Moses points out how God supernaturally protected and provided for them for the past forty years, all for the purpose of bringing them to this very place. It starts to get interesting from the grammatical point of view in verse 10. When Moses talks about the people’s responsibility to remember God and keep His commands, he uses singular pronouns: When thou (singular; the plural would be ye) hast eaten and are full, and have built nice houses, verse 12 – when thy (singular; the plural would be your) personal wealth has multiplied, verse 13 – beware that thine heart (singular; the plural would be your) not be lifted up and thou forget the LORD thy God, verse 14…
This singular you continues all the way through until the last part of verse 19, where it shifts back to the plural for the rest of the chapter. Moses tells the people, in essence, that if each of you, as individuals, do these things, it will affect all of you — the entire nation.
Historically, this is directed to the nation of Israel in the time of Moses. But it reveals a principle that applies to everyone, everywhere. That is, God’s plan isn’t for a nation to carry the people on its back; rather, the individuals are responsible for the health of the nation.
Ah, that’s where the politics comes in! Quite so. When we understand and believe God’s word, it affects our lives as citizens, not just our religious lives.

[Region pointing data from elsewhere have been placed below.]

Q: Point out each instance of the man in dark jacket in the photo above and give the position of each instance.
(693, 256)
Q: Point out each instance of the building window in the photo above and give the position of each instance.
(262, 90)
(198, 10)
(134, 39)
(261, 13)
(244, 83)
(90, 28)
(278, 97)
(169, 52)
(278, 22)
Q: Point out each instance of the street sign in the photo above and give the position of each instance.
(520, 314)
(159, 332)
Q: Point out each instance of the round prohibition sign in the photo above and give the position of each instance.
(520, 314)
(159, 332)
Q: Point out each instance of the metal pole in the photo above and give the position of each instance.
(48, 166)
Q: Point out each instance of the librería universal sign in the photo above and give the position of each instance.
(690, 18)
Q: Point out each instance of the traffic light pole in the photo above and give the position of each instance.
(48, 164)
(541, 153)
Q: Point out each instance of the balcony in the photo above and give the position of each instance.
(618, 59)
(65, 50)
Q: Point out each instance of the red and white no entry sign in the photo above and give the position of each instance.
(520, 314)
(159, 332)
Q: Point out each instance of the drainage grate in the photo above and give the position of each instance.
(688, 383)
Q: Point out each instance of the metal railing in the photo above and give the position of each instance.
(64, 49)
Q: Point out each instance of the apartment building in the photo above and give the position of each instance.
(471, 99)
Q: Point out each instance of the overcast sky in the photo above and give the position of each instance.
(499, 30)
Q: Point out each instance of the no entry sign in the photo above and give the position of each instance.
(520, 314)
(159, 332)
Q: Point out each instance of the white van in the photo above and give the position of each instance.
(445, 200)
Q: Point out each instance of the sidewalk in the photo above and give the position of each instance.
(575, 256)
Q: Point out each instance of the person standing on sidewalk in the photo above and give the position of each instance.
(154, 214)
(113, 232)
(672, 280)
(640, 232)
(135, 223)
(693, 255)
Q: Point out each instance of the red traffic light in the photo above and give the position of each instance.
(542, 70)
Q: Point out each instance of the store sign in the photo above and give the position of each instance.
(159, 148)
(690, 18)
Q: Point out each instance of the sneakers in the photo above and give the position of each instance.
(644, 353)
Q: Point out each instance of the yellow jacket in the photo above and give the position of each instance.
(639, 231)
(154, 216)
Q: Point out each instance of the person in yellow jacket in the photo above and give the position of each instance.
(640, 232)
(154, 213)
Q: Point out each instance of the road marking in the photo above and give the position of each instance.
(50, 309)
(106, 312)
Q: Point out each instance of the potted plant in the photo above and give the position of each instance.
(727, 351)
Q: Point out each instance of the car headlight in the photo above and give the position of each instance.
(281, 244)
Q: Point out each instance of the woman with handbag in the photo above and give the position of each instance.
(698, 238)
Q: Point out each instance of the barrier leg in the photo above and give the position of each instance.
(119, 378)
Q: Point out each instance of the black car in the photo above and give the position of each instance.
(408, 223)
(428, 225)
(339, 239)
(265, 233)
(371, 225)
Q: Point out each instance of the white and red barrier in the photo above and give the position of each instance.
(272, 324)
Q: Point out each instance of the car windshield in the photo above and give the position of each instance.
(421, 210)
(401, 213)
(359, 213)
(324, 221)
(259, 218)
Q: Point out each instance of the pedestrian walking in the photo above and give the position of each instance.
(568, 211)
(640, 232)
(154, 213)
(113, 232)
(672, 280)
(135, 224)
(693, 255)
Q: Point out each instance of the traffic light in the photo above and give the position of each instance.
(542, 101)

But there’s more. The same principle is seen in the next chapter. Moses puts the responsibility of remaining humble before God on the individual (verses 4 through the first half of verse 7); their individual failures to do so drag the whole nation into rebellion and bring consequences upon all the country (the second half of verse 7 through verse 24). Again we see that the individual is responsible for the nation, not vice versa.
We miss all this if we think of all those “you” pronouns as plural. How easy it is to point the finger! To think you (plural) need to do this or that; I’m okay just the way I am.
It might be comforting to think that, but often, God’s thoughts run contrary to popular thinking.
Perhaps what we do, or the relationship we have (or don’t have) with God, isn’t such a private matter as we’d like to think. The decisions we make as far as our personal behavior and freedoms might not be wholly personal after all. Perhaps it’s not just my life I need to consider, but how my choices affect the whole nation.
Or maybe I’m reading something into this that isn’t really here. What do you think?